D&M.jpegJe repense au chemin parcouru, me dis que ceux qui étaient là au départ ne se posent plus la question de savoir si je suis un écrivain ou pas, quels que soient les obstacles qu’on met sur mon chemin. Ils ne pourront jamais être plus vils que ce qu’on a voulu m’apprendre hier, pour désenchanter l’instant. La vie-l’instant. La fin de soirée avec Mareva, Franck et Joël, la Balançoire rien que pour nous.
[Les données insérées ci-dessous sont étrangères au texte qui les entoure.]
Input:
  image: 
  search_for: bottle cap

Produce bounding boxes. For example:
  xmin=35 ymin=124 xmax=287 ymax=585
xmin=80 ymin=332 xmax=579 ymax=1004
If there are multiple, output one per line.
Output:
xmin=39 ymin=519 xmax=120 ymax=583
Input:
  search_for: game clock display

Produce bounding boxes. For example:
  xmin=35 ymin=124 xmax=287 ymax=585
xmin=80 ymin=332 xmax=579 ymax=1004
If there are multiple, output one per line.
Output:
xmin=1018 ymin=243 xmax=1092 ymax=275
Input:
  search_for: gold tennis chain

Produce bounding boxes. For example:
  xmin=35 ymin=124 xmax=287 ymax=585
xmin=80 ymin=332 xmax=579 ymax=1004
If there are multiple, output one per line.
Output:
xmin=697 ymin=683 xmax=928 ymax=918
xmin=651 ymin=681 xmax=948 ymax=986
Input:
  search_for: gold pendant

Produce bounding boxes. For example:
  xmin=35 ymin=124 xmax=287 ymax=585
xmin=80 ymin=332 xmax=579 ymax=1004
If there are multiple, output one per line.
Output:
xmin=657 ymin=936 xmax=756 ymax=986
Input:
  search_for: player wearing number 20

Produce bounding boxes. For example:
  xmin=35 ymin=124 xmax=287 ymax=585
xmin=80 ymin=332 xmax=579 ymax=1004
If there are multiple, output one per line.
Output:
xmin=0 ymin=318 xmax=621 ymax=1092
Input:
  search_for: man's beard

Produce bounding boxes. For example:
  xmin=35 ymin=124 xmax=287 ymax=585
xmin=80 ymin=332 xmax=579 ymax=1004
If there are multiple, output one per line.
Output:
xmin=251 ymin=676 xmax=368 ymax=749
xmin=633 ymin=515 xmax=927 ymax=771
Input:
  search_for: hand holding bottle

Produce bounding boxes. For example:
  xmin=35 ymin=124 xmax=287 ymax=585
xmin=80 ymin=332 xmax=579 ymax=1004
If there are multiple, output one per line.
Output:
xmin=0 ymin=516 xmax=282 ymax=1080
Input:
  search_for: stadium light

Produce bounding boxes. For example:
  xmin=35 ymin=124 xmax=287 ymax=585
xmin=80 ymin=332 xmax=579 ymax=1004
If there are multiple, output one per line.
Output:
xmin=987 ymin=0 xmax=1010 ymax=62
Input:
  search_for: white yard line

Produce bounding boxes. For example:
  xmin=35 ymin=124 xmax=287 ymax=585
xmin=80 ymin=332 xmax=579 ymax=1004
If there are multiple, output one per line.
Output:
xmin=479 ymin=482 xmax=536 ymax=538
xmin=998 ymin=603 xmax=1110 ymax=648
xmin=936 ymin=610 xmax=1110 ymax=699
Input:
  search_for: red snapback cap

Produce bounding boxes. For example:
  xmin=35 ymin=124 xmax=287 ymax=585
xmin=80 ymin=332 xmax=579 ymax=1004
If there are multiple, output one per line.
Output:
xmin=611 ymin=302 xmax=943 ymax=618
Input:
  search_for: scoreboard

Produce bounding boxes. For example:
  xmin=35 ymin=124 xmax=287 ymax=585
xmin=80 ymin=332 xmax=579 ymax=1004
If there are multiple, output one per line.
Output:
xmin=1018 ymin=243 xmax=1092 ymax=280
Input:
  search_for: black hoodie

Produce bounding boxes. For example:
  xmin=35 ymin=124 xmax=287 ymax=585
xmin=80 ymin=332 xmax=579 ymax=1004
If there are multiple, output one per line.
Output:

Que se seraient-ils dit, les rapaces, s’ils avaient su que le lendemain, alors même que les dates nous avaient offert une mauvaise coïncidence, j’allais retrouver Fergessen à la Casa Musicale, le lendemain de leur concert, pour une soirée magique et privée, au cours de laquelle le duo a sorti les guitares pour accueillir Franck dans le grand manège, lui chanter une bonne dizaine de leurs chansons et quelques autres (dont une au biniou en verre, une autre en mode Stade de France, et quelques solos de basse à faire pâlir Roman Gervaise, allez comprendre). Quatre spectateurs, c’est maigre en recettes, mais celles des pâtes au beurre et de la rosette lyonnaise feront office.

Le Beau, le Vrai, l’esthétique finissent toujours par l’emporter : je crois en une justice immanente, un rééquilibrage des forces. Ou à leur damnation. Je rentre rasséréné. Clara Ville est dans la place.